When and Why You Should Run A/B Testing
You should conduct A/B testing when you want to understand if making changes to a tested group (for example, offering an updated registration flow) will lead to changes in the outcome.
It is often conducted to optimize specific metrics, such as conversion rate, click-through rate, or user satisfaction.
A/B testing is your proof that the changes really occur when comparing the control group with the test groups.
Sometimes, even the smallest changes in the measured metrics may have a significant impact. For example, improving website loading speed by a few milliseconds may significantly increase revenue.
Also, A/B testing may lead to unexpected results beyond the metrics measured, providing you with valuable information.
For example, if you were conducting a test of a new Buy button, the main metric — number of clicks — might remain almost the same. However, you may find that users start complaining about the new button, as it worsens their experience.

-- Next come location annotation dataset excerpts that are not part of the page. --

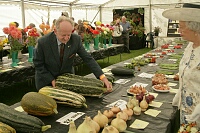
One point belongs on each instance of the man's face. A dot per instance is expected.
(64, 32)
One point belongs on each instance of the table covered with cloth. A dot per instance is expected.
(25, 71)
(164, 122)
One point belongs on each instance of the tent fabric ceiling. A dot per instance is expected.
(59, 3)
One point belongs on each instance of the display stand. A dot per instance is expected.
(173, 26)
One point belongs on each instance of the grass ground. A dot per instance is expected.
(13, 94)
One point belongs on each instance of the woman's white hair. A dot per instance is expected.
(194, 26)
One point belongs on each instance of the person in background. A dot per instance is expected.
(53, 24)
(81, 28)
(32, 25)
(72, 18)
(75, 28)
(188, 97)
(125, 33)
(65, 14)
(117, 32)
(47, 56)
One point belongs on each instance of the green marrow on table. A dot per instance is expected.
(20, 121)
(122, 71)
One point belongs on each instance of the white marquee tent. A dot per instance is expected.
(33, 11)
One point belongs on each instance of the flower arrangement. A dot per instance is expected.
(105, 30)
(2, 42)
(32, 36)
(14, 37)
(45, 28)
(157, 29)
(89, 33)
(137, 30)
(188, 128)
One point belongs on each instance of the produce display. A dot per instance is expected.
(71, 90)
(176, 77)
(169, 66)
(110, 78)
(66, 97)
(165, 72)
(38, 104)
(136, 90)
(81, 85)
(76, 79)
(161, 88)
(159, 78)
(122, 71)
(20, 121)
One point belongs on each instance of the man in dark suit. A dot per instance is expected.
(47, 55)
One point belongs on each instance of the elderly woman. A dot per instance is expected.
(188, 97)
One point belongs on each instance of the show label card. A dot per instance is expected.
(72, 116)
(152, 112)
(19, 108)
(155, 104)
(119, 103)
(139, 124)
(122, 81)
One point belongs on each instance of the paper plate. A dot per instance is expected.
(129, 92)
(160, 90)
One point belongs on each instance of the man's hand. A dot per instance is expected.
(195, 114)
(175, 101)
(53, 82)
(107, 84)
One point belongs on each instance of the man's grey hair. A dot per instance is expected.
(61, 19)
(194, 26)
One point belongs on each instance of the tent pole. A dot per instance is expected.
(48, 19)
(100, 9)
(23, 13)
(150, 17)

Of course, it’s not always that the “B” Buy button is worse than the “A” Buy button; it might even be better overall. People may simply be accustomed to the old one and reluctant to change their behavior. This is one of the obvious issues with A/B testing.
Necessary Components of A/B Testing
First of all, you should have your test subjects to conduct A/B testing, i.e. users and be able to split them into two or more test groups. To make testing accurate there should be little or no interference between the users.
Second, the number of users should be sufficient for testing. Without enough users, the results may lack statistical significance, making it difficult to draw reliable conclusions. This means you need a sample size large enough to detect meaningful differences between the test groups.
You should remember that it is harder to detect smaller changes than the larger ones, but still they might be considerable.
And finally, you must define metrics that will be used to measure the results of testing. For example, measuring user engagement could be a good metric.
What Does A/B Testing usually show
This is a great observation, and I want to share more about it. We create features thinking that they will be useful. However, in reality, the majority of features do not improve the metrics they were intended to.
Successful Case Studies of A/B Testing
I have taken these examples from Conversion.com. You can clearly see that even slight changes can yield unexpected (and often positive) results. In these particular cases, the modifications were made to website elements.
Changes to the ‘total look’ Idle screen displays, resulted in a 51% increase in interaction rate. Source.
Implementing the softer call-to-action on the ‘our vehicles’ pages – increased the number of leads by 46%. Source.
With introduction of the weekly target progress bar, the average size of single donations increased by 51%. Source.